Eine Zusammenarbeit zwischen diesen Lagern gilt als nahezu ausgeschlossen. Radev sagte nach seiner Stimmabgabe in Sofia: „Wir brauchen endlich einen Weg zu einem demokratischen, modernen europäischen Bulgarien und müssen praktische Beziehungen zu Russland entwickeln, die auf gegenseitigem Respekt beruhen.“
Diese Gratwanderung zwischen Brüssel und Moskau wird das zentrale Element der kommenden Wochen sein. Sollte die Wahl in Bulgarien erneut in einem parlamentarischen Patt enden, droht dem Land eine Fortsetzung der Lähmung. Die Suche nach fähigen Partnern wird Radev vor große Herausforderungen stellen, da sein Kurs international skeptisch beäugt wird.

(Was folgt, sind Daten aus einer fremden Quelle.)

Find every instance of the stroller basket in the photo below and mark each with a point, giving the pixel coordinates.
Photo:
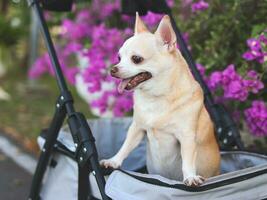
(243, 174)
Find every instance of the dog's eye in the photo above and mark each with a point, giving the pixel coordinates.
(137, 59)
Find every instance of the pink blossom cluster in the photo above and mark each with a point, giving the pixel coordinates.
(256, 51)
(200, 5)
(234, 86)
(256, 118)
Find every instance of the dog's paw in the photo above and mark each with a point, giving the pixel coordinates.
(113, 163)
(194, 181)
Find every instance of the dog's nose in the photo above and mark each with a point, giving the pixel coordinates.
(114, 70)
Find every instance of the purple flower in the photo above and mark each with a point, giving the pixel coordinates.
(256, 51)
(199, 6)
(234, 86)
(254, 44)
(256, 118)
(214, 80)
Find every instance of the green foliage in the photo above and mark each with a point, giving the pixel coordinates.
(218, 35)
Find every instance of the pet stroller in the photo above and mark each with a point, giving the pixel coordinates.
(68, 166)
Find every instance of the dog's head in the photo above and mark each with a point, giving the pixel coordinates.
(144, 57)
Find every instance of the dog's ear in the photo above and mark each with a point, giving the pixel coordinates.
(166, 33)
(140, 27)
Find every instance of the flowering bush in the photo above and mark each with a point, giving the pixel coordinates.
(229, 43)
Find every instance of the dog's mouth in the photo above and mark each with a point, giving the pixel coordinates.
(131, 82)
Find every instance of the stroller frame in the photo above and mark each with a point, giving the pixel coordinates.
(86, 154)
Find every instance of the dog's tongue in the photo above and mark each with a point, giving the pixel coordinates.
(123, 84)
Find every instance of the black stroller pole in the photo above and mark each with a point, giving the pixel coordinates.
(86, 153)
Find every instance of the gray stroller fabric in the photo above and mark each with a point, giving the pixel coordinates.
(243, 174)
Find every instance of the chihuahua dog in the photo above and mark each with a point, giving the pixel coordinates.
(168, 108)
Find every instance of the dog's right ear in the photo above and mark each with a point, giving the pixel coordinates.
(166, 33)
(140, 27)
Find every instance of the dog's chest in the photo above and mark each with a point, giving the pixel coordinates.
(150, 113)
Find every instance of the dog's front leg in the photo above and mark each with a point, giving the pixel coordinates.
(133, 138)
(189, 153)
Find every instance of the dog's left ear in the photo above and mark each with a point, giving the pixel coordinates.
(166, 33)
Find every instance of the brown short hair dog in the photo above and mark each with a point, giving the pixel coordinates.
(168, 107)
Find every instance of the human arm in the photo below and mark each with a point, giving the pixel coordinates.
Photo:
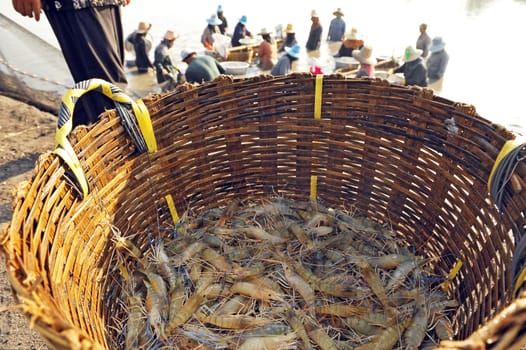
(29, 8)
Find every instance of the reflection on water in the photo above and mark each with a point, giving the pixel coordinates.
(470, 29)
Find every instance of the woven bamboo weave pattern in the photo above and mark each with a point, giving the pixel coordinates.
(383, 149)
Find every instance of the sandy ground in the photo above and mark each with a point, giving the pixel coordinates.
(25, 132)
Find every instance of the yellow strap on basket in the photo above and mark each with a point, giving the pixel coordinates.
(317, 96)
(452, 273)
(505, 163)
(317, 115)
(173, 210)
(508, 147)
(63, 147)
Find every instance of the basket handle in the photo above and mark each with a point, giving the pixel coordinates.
(144, 138)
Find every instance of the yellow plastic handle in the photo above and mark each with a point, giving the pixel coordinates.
(63, 147)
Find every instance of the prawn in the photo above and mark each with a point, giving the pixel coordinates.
(190, 251)
(298, 327)
(268, 343)
(162, 262)
(444, 329)
(342, 310)
(216, 260)
(374, 282)
(136, 323)
(233, 305)
(301, 235)
(189, 307)
(416, 331)
(362, 326)
(155, 309)
(387, 339)
(402, 271)
(233, 321)
(322, 339)
(257, 232)
(298, 284)
(255, 291)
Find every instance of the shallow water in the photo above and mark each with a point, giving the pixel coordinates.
(483, 37)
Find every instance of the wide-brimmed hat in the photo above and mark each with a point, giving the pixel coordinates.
(293, 51)
(411, 54)
(289, 29)
(143, 27)
(186, 52)
(364, 55)
(437, 44)
(338, 12)
(352, 34)
(170, 35)
(213, 20)
(264, 31)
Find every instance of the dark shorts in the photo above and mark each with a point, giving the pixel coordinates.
(92, 43)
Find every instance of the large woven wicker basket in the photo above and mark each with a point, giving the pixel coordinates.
(398, 155)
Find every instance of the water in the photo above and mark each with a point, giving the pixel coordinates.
(484, 38)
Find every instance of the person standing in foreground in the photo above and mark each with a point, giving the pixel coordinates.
(200, 68)
(423, 40)
(207, 38)
(267, 50)
(284, 64)
(350, 43)
(316, 30)
(168, 76)
(414, 70)
(336, 27)
(437, 63)
(290, 38)
(223, 27)
(90, 35)
(367, 61)
(138, 43)
(240, 31)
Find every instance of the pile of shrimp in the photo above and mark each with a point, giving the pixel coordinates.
(278, 273)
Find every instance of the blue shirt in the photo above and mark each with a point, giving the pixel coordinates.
(336, 29)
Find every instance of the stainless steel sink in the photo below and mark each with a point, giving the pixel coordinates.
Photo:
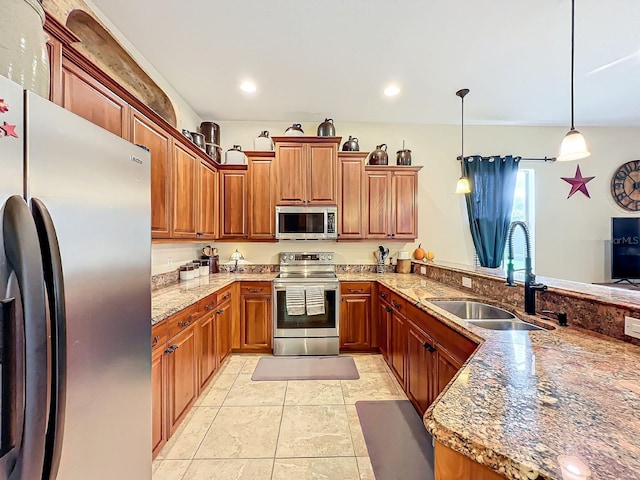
(505, 325)
(474, 310)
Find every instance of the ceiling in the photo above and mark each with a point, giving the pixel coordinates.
(333, 58)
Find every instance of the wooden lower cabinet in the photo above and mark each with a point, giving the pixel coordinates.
(182, 374)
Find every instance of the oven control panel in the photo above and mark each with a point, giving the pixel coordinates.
(307, 258)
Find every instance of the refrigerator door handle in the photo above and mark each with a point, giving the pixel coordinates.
(20, 243)
(54, 281)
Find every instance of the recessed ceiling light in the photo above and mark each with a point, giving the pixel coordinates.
(248, 87)
(392, 90)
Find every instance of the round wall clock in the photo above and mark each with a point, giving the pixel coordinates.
(625, 186)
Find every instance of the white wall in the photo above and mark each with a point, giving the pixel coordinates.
(570, 233)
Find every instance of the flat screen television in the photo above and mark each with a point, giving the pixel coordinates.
(625, 248)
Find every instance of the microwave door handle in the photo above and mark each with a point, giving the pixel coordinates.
(21, 247)
(54, 281)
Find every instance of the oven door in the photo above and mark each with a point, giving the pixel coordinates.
(306, 326)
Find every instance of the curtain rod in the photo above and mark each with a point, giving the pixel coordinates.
(545, 159)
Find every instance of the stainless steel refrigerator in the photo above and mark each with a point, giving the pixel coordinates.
(75, 300)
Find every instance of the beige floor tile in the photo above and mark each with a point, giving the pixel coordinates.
(359, 445)
(189, 440)
(370, 363)
(314, 431)
(230, 469)
(371, 386)
(314, 392)
(366, 470)
(217, 391)
(242, 432)
(171, 469)
(246, 392)
(342, 468)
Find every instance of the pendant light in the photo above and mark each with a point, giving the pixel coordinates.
(573, 146)
(463, 185)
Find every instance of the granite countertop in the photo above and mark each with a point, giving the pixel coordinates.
(523, 398)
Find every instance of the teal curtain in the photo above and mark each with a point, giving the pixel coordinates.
(489, 205)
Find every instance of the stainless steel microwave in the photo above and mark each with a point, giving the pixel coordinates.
(306, 223)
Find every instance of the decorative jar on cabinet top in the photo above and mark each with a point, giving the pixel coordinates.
(23, 45)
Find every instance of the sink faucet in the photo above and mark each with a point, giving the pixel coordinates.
(530, 285)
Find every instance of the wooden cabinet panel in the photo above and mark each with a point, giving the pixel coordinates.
(158, 398)
(94, 102)
(404, 186)
(291, 173)
(420, 368)
(377, 224)
(256, 328)
(321, 186)
(351, 198)
(207, 358)
(262, 184)
(183, 381)
(145, 132)
(207, 205)
(233, 204)
(355, 322)
(185, 171)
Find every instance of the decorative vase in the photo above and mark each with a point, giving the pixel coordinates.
(23, 45)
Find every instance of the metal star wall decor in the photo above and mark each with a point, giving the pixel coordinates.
(578, 183)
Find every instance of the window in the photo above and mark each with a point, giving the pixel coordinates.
(523, 210)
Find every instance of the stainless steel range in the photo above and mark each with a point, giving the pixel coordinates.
(306, 311)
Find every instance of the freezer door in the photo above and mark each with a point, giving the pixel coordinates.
(96, 188)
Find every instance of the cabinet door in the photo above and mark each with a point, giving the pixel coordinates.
(183, 381)
(384, 325)
(447, 367)
(207, 202)
(398, 345)
(207, 358)
(378, 190)
(262, 211)
(86, 97)
(351, 198)
(256, 328)
(145, 132)
(355, 322)
(158, 400)
(420, 368)
(233, 204)
(404, 209)
(321, 173)
(291, 174)
(223, 332)
(185, 172)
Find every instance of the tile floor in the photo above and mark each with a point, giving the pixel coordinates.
(240, 429)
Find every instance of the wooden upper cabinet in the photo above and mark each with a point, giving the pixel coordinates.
(147, 133)
(351, 198)
(306, 169)
(184, 175)
(207, 205)
(233, 204)
(88, 98)
(262, 180)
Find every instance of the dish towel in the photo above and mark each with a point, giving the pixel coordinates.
(295, 300)
(315, 300)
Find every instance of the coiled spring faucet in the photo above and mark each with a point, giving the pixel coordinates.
(530, 285)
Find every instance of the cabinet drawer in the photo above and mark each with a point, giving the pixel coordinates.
(183, 319)
(355, 288)
(223, 295)
(207, 304)
(159, 334)
(255, 288)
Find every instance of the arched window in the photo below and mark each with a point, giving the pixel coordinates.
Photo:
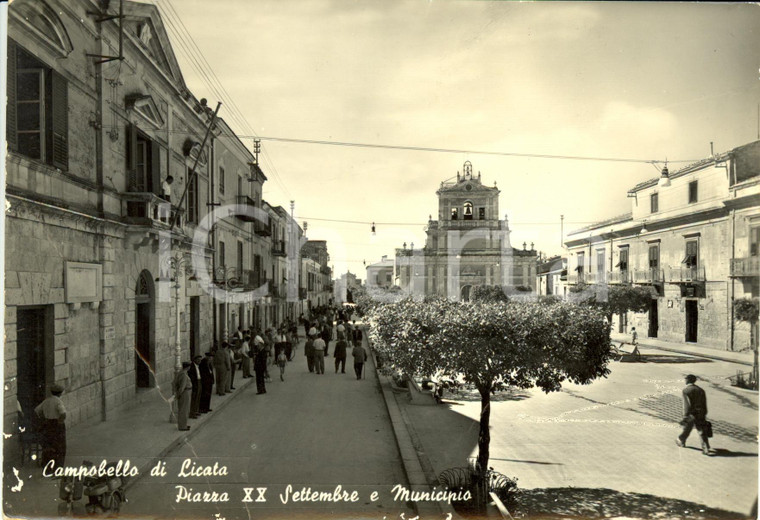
(468, 210)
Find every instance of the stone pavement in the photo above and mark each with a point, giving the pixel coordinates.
(322, 431)
(610, 442)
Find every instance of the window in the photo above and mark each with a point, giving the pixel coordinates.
(623, 262)
(654, 256)
(143, 162)
(692, 192)
(192, 199)
(692, 252)
(37, 122)
(468, 211)
(600, 264)
(754, 241)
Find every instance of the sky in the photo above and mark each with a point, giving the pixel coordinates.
(642, 81)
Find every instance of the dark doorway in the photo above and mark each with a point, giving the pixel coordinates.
(654, 319)
(195, 321)
(692, 318)
(35, 357)
(144, 331)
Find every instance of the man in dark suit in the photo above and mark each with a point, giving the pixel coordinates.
(207, 382)
(695, 413)
(194, 372)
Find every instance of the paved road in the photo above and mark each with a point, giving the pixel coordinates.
(616, 433)
(311, 431)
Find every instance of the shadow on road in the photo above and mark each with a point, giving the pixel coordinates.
(608, 503)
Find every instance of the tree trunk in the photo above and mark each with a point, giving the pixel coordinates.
(484, 437)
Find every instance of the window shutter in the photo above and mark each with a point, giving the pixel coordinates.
(10, 113)
(59, 121)
(131, 137)
(155, 167)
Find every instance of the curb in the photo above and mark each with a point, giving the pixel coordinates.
(185, 437)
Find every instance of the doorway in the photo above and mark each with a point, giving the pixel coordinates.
(654, 319)
(692, 319)
(144, 333)
(195, 321)
(35, 357)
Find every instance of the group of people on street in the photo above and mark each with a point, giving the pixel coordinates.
(251, 351)
(317, 347)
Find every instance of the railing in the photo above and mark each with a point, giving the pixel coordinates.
(686, 274)
(245, 200)
(648, 276)
(745, 266)
(251, 279)
(278, 248)
(148, 209)
(618, 277)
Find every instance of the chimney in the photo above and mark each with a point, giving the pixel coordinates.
(665, 177)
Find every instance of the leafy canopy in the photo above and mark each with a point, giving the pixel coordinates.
(523, 345)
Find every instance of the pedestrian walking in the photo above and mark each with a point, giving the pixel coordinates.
(182, 394)
(358, 336)
(260, 365)
(282, 360)
(245, 357)
(340, 355)
(319, 355)
(360, 356)
(207, 382)
(308, 350)
(221, 368)
(234, 359)
(53, 416)
(695, 414)
(194, 372)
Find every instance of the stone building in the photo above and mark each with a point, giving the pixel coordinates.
(692, 238)
(105, 269)
(467, 246)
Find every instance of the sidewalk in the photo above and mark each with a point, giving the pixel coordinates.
(743, 358)
(141, 434)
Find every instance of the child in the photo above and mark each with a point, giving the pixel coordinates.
(282, 359)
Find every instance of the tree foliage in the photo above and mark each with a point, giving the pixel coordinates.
(522, 345)
(747, 309)
(488, 294)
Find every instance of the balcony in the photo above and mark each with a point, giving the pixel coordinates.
(686, 274)
(148, 209)
(245, 200)
(263, 230)
(648, 276)
(251, 279)
(278, 248)
(618, 277)
(745, 267)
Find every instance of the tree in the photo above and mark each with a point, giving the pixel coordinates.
(748, 311)
(522, 345)
(488, 294)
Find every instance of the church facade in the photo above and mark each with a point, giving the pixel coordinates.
(467, 246)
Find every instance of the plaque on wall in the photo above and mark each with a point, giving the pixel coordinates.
(83, 282)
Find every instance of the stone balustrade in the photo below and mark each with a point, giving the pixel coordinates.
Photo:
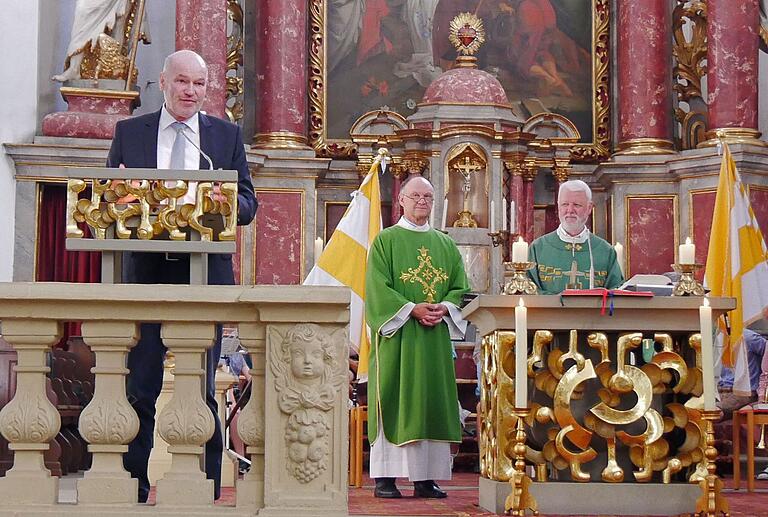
(294, 426)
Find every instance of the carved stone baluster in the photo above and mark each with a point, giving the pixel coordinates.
(186, 423)
(250, 424)
(109, 423)
(29, 421)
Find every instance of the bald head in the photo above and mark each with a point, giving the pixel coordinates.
(184, 82)
(416, 198)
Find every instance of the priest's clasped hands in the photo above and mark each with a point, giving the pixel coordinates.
(429, 314)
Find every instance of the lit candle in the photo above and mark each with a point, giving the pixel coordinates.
(445, 212)
(707, 355)
(687, 252)
(620, 257)
(318, 248)
(521, 355)
(519, 251)
(503, 216)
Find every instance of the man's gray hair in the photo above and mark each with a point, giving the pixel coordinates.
(575, 186)
(187, 53)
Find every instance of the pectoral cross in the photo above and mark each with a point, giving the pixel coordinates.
(572, 274)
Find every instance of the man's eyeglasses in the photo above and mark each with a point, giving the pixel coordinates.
(429, 198)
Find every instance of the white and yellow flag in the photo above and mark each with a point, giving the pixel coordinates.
(344, 260)
(737, 266)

Geopolitische Auswirkungen auf die Region
Die Entscheidung der bulgarischen Bürger hat Auswirkungen weit über die Landesgrenzen hinaus. Als östliches Mitglied der NATO und der EU ist das Land strategisch von großer Bedeutung, insbesondere im Hinblick auf das Schwarze Meer. Ein Kurswechsel unter Radev könnte die europäische Einigkeit in der Sanktionspolitik gegenüber Russland gefährden. Bei der aktuellen Wahl in Bulgarien beobachten daher auch Diplomaten aus Berlin, Paris und Washington den Ausgang sehr genau. Sollte Bulgarien tatsächlich eine Rolle als „Trojanisches Pferd“ Moskaus einnehmen, wie Kritiker befürchten, stünde das europäische Sicherheitsgefüge vor einer neuen Belastungsprobe. Dennoch betont Radev immer wieder, dass sein Hauptfokus auf der inneren Sanierung des Landes und der Bekämpfung der grassierenden Korruption liegt.